New research shows that tuberculosis and sarcoidosis are not only similar clinically, but their biosignatures also have a number of elements in common and scientists at Max Planck Institute found only four microRNAs that are suitable for distinguishing tuberculosis and sarcoidosis patients.
With a range of diseases, doctors need unique features which they can use to unequivocally identify a patient’s illness for an appropriate diagnosis. Scientists therefore search for the biomarkers for an illness or a combination of biomarkers, known as biosignatures, which are as easy as possible to measure. Researchers at the Max Planck Institute for Infection Biology in Berlin have now created complete gene and microRNA expression profiles together with important inflammatory mediators in the blood of tuberculosis and sarcoidosis patients. Although they have identified a signature that distinguishes healthy individuals from patients, the biosignatures of both diseases are nevertheless very similar. It is almost impossible, therefore, to distinguish between tuberculosis and sarcoidosis with just a single signature. A set of different biosignatures is better suited for distinguishing in a first step between diseased and healthy individuals and, in a further step, between the specific diseases.
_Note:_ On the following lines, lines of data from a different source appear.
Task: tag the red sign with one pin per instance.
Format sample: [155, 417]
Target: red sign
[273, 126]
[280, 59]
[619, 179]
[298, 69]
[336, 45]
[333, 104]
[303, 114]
Biosignatures cover a profile of different features, which can be used to identify diseases and distinguish them from similar clinical pictures. These features include the presence of mediators and gene expression profiles in the blood. In recent years, for example, researchers have discovered signatures for tuberculosis, which doctors can use to distinguish between patients with tuberculosis and healthy individuals.
Equally important is the distinction between different diseases with similar clinical appearance, such as tuberculosis and sarcoidosis. Therefore, using gene and microRNA expression in blood cells and inflammatory mediators in serum, the scientists at the Max Planck Institute for Infection Biology selected sets of markers characteristic for tuberculosis and sarcoidosis patients. Although both diseases primarily damage the lungs and produce similar symptoms, they have very different causes. While tuberculosis is caused by an infection with bacteria, sarcoidosis is not contagious.
Studies show that the two diseases are not only similar clinically; their biosignatures also have a number of elements in common. Compared to healthy individuals, most genes in sarcoidosis and tuberculosis patients are regulated in a similar way: “Of approximately 13,000 genes whose expression differs, depending on whether the individual is healthy or diseased, approximately 9,000 genes are expressed in the same way in both diseases. Only 700 genes differ in their expression between tuberculosis and sarcoidosis patients – but these can be used to unequivocally identify the two diseases,” says Stefan Kaufmann from the Max Planck Institute for Infection Biology.
In addition, microRNAs, which modulate the formation of certain proteins by inhibiting gene expression, appear in a similar pattern in both diseases. In total, around 150 microRNAs shared by both diseases differed from healthy individuals. Only four microRNAs are suitable for distinguishing tuberculosis and sarcoidosis patients. The overlap is less pronounced in the profile of inflammatory substances in the blood: while only one of these cytokines is modified equally in tuberculosis and sarcoidosis compared to healthy individuals, twelve of these signal mediators are suitable for distinguishing between the two diseases.
The results obtained by the Berlin researchers show that modified biomarkers can be traced back to processes that occur not only in one specific disease, e.g. immune responses. The immune response therefore draws on the same basic elements in different clinical pictures, and only a few of these elements are specific to a particular disease. These commonalities also reveal a lot to scientists about the general causes and mechanisms underlying many diseases.
A single biosignature is therefore not enough to distinguish between healthy and diseased individuals, and to distinguish between different diseases with a similar clinical phenotype. Although the combination of many genes increases specificity and sensitivity in distinguishing between healthy and diseased individuals, it automatically leads to a lower specificity compared to other clinical pictures. “Instead, we should first of all distinguish between healthy and diseased individuals and then separate the individual diseases from one another in the next steps. We can then unequivocally identify a disease using a handful of genes per step,” explains Kaufmann.
This means that doctors could concentrate on diseases that actually occur locally. In African countries, where tuberculosis is widespread, it would then be possible to identify tuberculosis, AIDS and malaria quickly.